Das stimmt auch alles. Man kommt sich sehr unentspannt vor, wenn man «Feierabend - keine Arbeitspapiere mit nach Hause nehmen!», «Kochen» oder «Endlich die Gefährlichen Liebschaften zu Ende lesen» auf seine To-Do-Liste schreibt. Aber wenn es dabei hilft, auch mal zur Ruhe zu kommen, dann ist es das wert.

Notiere «Freizeit-Tasks» ebenso auf Deiner To-Do-Liste wie andere Aufgaben. Hierfür gilt natürlich: Die Liste darf dafür nicht eine mit 120 Punkten sein, denn dann wirst Du der Neigung, die vorgeblich dringlicheren vorzuziehen, auch nicht widerstehen. Aber wenn «Roman lesen» nur einer von realistisch wenigen Punkten ist, die Du Dir für einen Tag vornimmst, dann ist die Chance groß, dass Du es packst, damit anzufangen.

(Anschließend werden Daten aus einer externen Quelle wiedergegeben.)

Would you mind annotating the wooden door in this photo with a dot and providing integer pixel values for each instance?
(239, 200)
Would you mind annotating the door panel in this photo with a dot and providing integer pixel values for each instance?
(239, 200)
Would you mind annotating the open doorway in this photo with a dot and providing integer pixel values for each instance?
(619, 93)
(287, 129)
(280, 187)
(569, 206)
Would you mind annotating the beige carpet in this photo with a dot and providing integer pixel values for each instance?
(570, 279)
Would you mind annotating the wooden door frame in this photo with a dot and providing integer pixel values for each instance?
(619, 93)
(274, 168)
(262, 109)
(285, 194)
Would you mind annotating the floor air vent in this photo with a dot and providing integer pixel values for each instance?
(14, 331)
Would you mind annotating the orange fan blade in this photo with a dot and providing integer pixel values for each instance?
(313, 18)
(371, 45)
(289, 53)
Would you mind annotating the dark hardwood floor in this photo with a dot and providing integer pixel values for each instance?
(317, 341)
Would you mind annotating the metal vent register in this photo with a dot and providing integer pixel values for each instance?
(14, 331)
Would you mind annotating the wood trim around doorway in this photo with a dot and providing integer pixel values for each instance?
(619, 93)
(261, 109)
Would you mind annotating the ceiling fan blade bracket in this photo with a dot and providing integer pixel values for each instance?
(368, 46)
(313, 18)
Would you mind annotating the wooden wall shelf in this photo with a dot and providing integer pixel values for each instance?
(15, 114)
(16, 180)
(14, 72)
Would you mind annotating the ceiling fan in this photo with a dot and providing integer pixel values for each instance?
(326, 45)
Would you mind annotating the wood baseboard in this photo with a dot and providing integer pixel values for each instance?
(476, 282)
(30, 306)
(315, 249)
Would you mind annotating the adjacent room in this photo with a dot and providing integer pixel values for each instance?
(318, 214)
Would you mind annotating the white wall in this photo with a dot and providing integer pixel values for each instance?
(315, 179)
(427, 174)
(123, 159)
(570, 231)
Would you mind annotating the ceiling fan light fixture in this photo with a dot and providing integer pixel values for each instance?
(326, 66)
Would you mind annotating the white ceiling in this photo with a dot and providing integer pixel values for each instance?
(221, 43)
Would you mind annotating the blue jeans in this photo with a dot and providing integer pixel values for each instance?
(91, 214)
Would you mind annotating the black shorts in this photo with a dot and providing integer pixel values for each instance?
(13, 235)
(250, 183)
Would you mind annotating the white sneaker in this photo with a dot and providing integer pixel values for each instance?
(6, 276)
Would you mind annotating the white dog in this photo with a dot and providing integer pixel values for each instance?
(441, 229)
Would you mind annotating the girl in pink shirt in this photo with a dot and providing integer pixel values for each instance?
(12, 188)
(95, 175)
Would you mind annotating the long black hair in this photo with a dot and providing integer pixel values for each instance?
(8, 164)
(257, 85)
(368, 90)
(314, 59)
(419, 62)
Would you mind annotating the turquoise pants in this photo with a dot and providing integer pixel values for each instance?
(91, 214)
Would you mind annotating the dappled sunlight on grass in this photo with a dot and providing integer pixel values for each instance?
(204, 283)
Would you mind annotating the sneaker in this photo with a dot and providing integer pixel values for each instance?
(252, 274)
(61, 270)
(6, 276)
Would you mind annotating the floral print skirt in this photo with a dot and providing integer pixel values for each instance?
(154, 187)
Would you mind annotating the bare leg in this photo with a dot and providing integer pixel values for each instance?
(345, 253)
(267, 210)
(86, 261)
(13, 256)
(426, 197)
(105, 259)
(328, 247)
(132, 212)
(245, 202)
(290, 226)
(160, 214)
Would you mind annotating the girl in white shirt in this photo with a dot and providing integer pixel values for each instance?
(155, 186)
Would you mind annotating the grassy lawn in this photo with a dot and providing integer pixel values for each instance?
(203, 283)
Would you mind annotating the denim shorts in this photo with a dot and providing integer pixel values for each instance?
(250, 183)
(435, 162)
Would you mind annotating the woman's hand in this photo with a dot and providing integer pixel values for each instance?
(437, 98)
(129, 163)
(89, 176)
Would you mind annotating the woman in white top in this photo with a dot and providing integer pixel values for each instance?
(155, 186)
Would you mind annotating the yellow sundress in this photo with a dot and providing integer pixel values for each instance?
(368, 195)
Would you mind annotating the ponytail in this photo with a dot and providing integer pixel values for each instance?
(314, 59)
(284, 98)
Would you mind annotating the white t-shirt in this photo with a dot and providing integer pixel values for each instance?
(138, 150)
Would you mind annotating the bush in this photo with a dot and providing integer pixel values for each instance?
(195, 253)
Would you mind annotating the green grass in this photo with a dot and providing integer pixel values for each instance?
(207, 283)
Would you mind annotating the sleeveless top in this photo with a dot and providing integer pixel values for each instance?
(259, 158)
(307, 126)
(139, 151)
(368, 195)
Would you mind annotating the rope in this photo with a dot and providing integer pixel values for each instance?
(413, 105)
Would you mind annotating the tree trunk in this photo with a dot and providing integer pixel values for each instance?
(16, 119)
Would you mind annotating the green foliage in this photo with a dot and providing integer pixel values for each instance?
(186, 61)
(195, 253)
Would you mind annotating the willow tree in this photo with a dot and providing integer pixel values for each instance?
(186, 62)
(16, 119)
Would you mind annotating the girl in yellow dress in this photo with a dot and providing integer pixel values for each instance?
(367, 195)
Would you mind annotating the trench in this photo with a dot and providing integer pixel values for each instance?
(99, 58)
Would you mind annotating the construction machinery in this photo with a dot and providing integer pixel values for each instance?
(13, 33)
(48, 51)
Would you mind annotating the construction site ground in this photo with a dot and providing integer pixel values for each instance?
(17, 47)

Leichter sein kann es, Freizeit nur an bestimmten Tagen in seine Arbeitsplanung einzubauen. Der Freelancer, der dazu neigt, das Wochenende zu ignorieren, sollte sich ausdrücklich mindestens einen der beiden Tage komplett für die Freizeit reservieren. Hilfreich, wenn Partner oder Freunde danebenstehen, die diese Zeit mit dem nötigen Druck einfordern.